Common Mistakes That Ruin Your Graph
These errors show up constantly in submitted manuscripts. Don't be that person.
- Forgetting to remove dominated options. Your frontier will be wrong if dominated interventions remain.
- Swapping axes. Effectiveness goes on x-axis, cost on y-axis. Always.
- Using list prices instead of real-world costs. Your analysis needs actual costs—drug acquisition, administration, monitoring, adverse event management.
- Ignoring uncertainty. Single-point estimates are misleading. Show confidence intervals or ellipses if your data supports it.
- Picking an arbitrary threshold. State your threshold explicitly and justify it. Don't move the goalposts to make your intervention look better.
- Poor labeling. Readers shouldn't have to guess which point is which. Label every point clearly.
When to Use This Analysis
Cost-effectiveness frontier graphs are standard in:
- Health technology assessments (HTA submissions to NICE, CADTH, ICER)
- Pharmaceutical pricing negotiations
- Budget impact modeling
- Comparative effectiveness research
- Coverage decision support
If you're writing a paper for a health economics journal, expect reviewers to demand this visualization. It's non-negotiable in the field.
What the Graph Actually Shows
Once built correctly, your frontier graph tells policymakers which interventions offer the best health return per dollar spent.

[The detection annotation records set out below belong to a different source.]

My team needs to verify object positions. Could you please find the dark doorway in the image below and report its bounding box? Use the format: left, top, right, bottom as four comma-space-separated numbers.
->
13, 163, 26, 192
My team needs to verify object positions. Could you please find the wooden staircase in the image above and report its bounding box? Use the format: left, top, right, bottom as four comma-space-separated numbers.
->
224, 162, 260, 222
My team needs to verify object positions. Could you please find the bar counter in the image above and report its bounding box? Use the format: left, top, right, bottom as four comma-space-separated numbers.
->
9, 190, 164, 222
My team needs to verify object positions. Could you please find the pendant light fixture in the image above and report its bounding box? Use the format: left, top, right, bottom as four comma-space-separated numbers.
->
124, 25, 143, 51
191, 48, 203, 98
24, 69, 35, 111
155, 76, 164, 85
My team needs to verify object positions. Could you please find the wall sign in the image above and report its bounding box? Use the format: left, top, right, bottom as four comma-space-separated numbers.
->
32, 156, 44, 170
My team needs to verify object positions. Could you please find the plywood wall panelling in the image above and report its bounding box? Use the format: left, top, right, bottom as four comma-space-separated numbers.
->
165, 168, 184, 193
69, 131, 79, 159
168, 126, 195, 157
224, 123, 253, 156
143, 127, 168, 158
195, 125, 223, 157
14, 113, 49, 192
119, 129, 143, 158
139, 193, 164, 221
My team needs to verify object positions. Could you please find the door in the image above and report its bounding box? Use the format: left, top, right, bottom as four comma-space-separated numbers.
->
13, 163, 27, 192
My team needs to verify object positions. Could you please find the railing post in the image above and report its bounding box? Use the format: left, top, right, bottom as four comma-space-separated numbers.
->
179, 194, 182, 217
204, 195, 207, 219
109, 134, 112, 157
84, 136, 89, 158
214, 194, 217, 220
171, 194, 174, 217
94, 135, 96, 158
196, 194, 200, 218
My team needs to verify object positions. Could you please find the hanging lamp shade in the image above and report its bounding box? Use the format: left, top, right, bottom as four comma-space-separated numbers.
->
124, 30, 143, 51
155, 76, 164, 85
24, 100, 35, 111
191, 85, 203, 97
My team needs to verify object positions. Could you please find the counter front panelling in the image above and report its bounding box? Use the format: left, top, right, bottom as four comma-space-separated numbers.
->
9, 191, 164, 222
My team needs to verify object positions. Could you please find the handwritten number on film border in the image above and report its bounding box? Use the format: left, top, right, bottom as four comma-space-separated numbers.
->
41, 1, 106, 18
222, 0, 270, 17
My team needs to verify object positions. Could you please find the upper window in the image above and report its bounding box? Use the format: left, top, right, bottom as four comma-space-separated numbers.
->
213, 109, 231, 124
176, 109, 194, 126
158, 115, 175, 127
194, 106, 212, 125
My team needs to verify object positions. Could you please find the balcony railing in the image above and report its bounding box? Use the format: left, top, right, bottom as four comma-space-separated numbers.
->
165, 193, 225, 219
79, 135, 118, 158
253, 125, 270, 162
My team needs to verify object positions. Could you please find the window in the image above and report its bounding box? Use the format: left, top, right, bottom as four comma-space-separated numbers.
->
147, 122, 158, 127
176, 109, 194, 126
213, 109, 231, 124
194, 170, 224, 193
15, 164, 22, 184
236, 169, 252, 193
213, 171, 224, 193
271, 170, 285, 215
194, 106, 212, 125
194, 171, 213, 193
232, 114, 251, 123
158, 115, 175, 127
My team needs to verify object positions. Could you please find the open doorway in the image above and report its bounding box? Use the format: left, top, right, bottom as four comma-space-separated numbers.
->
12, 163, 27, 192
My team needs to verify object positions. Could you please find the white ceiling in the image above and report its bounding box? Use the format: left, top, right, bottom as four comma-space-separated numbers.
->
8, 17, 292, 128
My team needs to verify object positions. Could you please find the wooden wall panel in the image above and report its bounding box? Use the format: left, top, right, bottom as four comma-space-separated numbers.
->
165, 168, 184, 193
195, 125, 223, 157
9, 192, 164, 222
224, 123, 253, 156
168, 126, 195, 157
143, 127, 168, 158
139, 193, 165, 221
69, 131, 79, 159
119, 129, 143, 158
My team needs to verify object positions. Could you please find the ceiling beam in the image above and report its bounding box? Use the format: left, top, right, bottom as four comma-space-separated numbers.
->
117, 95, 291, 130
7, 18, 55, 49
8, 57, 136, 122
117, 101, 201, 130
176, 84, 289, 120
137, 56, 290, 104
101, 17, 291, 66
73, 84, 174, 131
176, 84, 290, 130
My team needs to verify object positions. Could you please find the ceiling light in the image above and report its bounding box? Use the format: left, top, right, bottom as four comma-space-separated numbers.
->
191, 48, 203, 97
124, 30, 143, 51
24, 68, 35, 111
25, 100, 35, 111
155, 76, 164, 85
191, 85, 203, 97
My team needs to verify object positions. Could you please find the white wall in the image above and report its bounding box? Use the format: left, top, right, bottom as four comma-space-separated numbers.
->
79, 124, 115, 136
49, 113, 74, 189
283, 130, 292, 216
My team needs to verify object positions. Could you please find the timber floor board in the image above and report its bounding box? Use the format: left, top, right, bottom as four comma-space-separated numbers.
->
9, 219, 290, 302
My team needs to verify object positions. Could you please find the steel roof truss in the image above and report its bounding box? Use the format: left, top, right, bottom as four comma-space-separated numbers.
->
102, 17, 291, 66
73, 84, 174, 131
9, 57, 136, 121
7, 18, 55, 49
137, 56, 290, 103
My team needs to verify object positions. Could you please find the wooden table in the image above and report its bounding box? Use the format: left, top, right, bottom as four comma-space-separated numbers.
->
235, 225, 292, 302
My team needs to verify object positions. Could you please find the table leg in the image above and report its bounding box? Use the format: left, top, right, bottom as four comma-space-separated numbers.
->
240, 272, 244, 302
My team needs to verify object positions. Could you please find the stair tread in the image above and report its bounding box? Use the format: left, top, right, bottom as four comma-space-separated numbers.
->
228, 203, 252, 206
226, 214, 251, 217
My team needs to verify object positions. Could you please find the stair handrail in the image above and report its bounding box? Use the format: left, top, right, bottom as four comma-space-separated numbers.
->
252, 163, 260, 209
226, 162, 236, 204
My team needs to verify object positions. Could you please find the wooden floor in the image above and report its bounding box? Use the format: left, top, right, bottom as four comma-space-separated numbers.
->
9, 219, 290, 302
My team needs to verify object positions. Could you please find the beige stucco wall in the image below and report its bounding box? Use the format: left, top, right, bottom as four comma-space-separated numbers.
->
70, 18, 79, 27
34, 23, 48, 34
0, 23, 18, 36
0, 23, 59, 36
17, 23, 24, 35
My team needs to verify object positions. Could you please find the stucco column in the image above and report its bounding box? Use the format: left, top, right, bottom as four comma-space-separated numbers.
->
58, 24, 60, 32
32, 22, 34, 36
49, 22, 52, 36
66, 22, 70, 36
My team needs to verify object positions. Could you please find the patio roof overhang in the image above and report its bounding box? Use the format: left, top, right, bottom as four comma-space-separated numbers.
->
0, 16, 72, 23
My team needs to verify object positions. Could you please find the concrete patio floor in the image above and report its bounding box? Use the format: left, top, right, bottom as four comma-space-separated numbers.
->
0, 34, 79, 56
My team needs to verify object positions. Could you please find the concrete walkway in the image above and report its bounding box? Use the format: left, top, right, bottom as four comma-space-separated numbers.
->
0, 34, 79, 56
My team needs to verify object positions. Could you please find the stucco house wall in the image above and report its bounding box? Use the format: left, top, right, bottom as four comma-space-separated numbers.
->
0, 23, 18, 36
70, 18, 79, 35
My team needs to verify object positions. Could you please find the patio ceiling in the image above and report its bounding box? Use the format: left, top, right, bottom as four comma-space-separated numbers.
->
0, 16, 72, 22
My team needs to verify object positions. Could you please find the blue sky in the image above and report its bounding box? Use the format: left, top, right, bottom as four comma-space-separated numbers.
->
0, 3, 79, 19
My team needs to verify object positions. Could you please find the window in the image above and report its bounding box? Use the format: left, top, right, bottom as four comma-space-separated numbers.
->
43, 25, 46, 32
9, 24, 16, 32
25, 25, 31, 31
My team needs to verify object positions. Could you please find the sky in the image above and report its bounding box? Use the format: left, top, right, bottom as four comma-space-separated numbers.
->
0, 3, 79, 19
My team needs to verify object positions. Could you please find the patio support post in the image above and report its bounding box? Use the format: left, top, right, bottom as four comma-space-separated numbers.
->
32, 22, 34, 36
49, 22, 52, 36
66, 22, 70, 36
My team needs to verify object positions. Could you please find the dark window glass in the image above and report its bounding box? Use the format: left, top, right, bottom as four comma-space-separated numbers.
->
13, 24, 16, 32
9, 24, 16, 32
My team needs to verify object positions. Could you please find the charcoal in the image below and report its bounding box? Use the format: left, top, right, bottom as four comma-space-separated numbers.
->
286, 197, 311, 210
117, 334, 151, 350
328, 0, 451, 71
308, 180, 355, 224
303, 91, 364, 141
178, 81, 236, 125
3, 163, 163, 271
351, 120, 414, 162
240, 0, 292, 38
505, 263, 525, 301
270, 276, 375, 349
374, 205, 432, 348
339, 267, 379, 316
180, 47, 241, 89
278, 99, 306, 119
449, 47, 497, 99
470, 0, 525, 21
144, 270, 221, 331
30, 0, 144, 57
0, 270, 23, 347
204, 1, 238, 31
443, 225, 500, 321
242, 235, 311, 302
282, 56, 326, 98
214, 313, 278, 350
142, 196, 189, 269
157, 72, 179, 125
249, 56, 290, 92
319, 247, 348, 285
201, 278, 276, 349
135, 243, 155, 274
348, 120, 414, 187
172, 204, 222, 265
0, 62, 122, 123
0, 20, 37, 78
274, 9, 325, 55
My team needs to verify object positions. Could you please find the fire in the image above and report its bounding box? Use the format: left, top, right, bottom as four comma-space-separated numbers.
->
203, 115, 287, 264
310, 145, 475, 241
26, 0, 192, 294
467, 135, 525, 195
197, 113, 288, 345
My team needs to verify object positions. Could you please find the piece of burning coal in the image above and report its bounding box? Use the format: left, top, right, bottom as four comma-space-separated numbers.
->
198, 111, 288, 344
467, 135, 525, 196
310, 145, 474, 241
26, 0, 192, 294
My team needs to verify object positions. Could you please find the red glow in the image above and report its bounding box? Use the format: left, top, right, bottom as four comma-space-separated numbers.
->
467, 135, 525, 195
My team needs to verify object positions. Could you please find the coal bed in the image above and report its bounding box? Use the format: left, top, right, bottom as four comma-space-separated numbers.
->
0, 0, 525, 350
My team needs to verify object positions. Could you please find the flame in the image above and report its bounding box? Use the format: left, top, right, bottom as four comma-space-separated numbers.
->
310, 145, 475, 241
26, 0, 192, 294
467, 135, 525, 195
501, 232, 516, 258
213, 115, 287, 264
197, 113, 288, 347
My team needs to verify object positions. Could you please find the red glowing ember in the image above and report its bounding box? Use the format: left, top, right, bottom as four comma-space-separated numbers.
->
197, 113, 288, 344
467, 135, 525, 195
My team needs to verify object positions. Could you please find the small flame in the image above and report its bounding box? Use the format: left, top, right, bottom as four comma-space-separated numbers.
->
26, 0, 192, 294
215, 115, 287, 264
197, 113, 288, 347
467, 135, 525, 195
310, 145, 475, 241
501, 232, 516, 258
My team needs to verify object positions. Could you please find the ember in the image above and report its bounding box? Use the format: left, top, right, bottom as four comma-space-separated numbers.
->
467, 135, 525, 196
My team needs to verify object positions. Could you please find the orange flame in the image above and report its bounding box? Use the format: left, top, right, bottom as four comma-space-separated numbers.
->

Interventions on the frontier represent efficient use of resources. Interventions below it waste money.
The threshold line shows the cutoff. Interventions below the threshold are worth funding. Interventions above it are not—at least not at that willingness-to-pay level.
That's the entire point. You're identifying where resources should go to maximize health outcomes within a budget constraint. The graph makes this decision visually obvious.